There’s an NPC who is running from the player character. When the player character enters a room the NPC is in, the NPC immediately bolts to a nearby room and there’s text to explain this is happening. However, the player will see the NPC listed as being in the room (because they were when the player character entered the room, but aren’t any longer by the time the player has read the text).
Every turn while the mercenary is in the Flat Field:
if the player is in the Flat Field:
say "You catch a glimpse of a black-clad figure dashing down the dirt road to the east.";
now the mercenary is in the Dirt Road.
You can see a ramp, a mercenary, a dead agent, and a craft here.
You catch a glimpse of a black-clad figure dashing down the dirt road to the east.
Is there a way to hide the NPC in the room descriptions during the chase? Do I need to find another way to implement the chase so that this isn’t an issue?
There are lots of ways and levels at which to meddle with this mechanism.
The first one I’d consider is not having the mercenary in the room at any point during the chase. It’s also one I’ve got time to describe during this lunch break of mine.
Is it a linear chase on a predefined path? i.e. I go in room A, guy runs to B. I go in room B, guy runs to C… until he’s in the last room or the chase is over.
If it’s linear, you can just print a message saying the guy runs to the next room the first time the player enters each room.
Flat Field is a room. "It's very flat here[first time].[paragraph break]You catch a glimpse of a black-clad figure dashing down the dirt road to the east[only].".
and do this for each room in the chain.
In this scheme, the mercenary doesn’t even have to be in the game (on-stage) yet. Or they can just be in the final room, ready for when the player is able to interact with them for real.
One problem you may face is if the player types ‘follow merc’, because he’s not really there. But this is a problem however you handle the whole chase, because even if he’s in the next room, he’ll be out of scope at the time the player tries to follow. So then some more programming is needed to allow the player to specify him as the target of certain commands.
PS - Obviously, the overall method I described relies on the player only being able to visit all the locations involved in chase order.

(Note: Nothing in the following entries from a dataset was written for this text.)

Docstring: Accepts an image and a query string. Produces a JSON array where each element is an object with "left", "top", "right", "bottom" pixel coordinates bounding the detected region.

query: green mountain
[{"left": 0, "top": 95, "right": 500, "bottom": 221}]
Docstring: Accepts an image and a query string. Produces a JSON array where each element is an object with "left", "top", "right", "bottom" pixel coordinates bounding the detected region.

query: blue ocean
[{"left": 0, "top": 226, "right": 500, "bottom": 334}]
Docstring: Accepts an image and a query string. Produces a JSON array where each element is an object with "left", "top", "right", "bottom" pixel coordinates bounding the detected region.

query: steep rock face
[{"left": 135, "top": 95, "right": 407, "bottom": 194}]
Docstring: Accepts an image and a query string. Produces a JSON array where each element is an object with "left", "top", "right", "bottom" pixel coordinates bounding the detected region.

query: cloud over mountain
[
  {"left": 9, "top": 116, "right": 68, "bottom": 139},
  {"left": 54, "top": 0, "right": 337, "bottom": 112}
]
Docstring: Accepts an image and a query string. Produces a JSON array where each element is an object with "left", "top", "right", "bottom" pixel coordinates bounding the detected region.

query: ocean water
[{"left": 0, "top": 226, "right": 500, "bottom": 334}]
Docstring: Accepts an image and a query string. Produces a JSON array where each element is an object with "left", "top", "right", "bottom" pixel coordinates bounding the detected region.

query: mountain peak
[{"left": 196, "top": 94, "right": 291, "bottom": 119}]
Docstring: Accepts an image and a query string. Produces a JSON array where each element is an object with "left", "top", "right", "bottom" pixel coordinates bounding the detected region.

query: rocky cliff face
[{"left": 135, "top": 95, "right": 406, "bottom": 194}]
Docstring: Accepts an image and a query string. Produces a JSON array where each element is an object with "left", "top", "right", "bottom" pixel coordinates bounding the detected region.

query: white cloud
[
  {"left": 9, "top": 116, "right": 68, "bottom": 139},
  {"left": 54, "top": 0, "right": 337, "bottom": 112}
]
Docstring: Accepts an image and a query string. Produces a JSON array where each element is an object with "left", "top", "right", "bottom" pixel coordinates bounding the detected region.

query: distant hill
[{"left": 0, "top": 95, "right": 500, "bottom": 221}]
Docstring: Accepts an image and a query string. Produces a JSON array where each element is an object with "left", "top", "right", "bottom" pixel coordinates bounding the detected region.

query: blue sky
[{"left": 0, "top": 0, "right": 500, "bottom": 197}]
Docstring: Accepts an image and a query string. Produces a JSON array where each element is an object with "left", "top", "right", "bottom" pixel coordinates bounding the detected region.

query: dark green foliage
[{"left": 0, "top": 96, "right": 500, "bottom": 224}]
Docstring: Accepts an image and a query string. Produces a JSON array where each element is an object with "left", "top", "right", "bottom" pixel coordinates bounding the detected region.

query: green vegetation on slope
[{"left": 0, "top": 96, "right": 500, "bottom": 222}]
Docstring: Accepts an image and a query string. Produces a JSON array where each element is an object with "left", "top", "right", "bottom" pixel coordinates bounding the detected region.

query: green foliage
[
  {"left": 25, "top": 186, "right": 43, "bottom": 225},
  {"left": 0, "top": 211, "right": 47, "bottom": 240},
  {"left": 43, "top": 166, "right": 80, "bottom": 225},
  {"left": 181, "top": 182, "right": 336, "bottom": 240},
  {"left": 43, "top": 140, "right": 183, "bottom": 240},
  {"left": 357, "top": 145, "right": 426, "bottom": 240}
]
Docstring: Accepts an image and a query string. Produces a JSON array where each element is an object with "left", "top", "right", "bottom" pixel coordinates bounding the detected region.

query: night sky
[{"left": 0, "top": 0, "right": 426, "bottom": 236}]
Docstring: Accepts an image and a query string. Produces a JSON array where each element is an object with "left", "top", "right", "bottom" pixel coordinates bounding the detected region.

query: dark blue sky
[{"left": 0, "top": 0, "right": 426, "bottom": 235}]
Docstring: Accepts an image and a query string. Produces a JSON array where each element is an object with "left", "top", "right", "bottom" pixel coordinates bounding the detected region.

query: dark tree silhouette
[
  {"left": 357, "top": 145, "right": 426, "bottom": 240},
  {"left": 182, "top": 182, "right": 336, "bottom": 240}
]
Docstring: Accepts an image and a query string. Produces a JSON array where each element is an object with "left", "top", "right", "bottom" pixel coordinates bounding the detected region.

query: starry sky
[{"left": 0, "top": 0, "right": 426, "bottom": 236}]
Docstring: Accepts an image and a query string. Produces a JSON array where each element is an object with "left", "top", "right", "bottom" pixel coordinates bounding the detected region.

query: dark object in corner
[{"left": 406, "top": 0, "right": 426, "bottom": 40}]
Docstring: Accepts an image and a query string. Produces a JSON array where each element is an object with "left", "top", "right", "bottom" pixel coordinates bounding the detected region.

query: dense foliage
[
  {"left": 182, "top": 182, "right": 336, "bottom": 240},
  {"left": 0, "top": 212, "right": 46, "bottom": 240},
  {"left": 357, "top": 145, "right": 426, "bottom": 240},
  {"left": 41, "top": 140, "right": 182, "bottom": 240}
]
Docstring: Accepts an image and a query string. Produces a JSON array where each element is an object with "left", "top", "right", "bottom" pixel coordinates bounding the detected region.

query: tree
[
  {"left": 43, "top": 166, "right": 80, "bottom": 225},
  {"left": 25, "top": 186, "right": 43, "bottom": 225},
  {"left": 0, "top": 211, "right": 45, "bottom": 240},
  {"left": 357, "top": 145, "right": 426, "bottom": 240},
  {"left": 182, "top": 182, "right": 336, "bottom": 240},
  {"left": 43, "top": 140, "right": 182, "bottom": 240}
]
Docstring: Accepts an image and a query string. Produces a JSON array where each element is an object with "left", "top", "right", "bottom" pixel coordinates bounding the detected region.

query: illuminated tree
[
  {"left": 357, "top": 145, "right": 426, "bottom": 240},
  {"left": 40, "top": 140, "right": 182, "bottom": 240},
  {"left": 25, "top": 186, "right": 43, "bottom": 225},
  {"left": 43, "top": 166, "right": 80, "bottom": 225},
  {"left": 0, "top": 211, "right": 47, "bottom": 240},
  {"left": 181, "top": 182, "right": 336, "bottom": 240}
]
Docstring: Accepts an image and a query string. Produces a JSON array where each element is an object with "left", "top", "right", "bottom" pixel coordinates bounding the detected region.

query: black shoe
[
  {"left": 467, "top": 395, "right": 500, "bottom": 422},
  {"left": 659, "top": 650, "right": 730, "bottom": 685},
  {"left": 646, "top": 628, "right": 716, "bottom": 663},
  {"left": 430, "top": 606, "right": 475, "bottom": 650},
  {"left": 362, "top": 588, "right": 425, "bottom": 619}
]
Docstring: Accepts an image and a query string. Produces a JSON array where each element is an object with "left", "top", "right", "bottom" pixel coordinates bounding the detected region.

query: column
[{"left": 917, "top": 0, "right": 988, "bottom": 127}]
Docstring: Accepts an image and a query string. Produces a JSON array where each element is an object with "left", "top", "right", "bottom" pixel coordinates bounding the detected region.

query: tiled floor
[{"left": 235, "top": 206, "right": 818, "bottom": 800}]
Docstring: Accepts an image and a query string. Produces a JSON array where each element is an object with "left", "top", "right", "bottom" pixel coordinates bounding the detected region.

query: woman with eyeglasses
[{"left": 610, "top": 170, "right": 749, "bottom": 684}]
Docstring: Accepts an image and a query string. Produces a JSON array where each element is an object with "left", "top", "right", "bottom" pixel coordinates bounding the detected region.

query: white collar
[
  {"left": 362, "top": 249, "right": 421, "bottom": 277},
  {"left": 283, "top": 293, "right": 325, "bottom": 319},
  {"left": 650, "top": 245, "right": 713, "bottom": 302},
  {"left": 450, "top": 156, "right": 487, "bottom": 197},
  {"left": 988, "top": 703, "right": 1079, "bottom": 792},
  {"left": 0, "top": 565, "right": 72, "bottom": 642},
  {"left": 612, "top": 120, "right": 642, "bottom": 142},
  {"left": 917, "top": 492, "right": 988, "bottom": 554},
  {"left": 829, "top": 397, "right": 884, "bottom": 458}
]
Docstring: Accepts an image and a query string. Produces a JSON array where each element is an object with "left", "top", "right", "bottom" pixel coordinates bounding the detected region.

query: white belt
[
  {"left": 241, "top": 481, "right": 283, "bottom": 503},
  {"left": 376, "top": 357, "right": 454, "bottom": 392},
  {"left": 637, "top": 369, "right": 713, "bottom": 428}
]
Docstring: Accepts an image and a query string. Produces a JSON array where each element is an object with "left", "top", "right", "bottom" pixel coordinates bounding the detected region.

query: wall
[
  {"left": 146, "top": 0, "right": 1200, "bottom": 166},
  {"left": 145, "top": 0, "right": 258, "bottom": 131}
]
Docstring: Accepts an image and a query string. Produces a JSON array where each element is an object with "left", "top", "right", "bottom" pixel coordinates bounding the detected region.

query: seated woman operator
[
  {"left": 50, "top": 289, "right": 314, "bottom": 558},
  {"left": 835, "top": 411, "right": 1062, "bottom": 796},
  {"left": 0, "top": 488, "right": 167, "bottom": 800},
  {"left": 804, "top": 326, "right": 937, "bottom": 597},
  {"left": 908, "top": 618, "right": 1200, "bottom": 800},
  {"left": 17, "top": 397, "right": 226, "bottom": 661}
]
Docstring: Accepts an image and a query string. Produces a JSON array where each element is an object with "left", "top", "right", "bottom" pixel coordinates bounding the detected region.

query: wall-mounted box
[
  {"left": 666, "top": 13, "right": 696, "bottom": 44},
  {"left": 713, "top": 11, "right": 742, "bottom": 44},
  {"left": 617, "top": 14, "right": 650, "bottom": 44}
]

If they can get to room C before B for instance, the messages start to not make sense.
Wade raises some of the important implementation details here, and I like his way of approaching things. If you are just looking for the rock-stupidest way to suppress the description of a person or object in the location description, though – which is a useful thing to be able to do – all you need to do is say “the mercenary is undescribed.” NB at some point you might want to reverse track so that he’s ordinarily visible, which you just do with “now the mercenary is described”.
Thanks, this may be what I was looking for. I’m going to try that.
“Rock-stupid” worked like a charm. Making the mercenary undescribed (and then later reversing it) did exactly what I wanted. Thanks!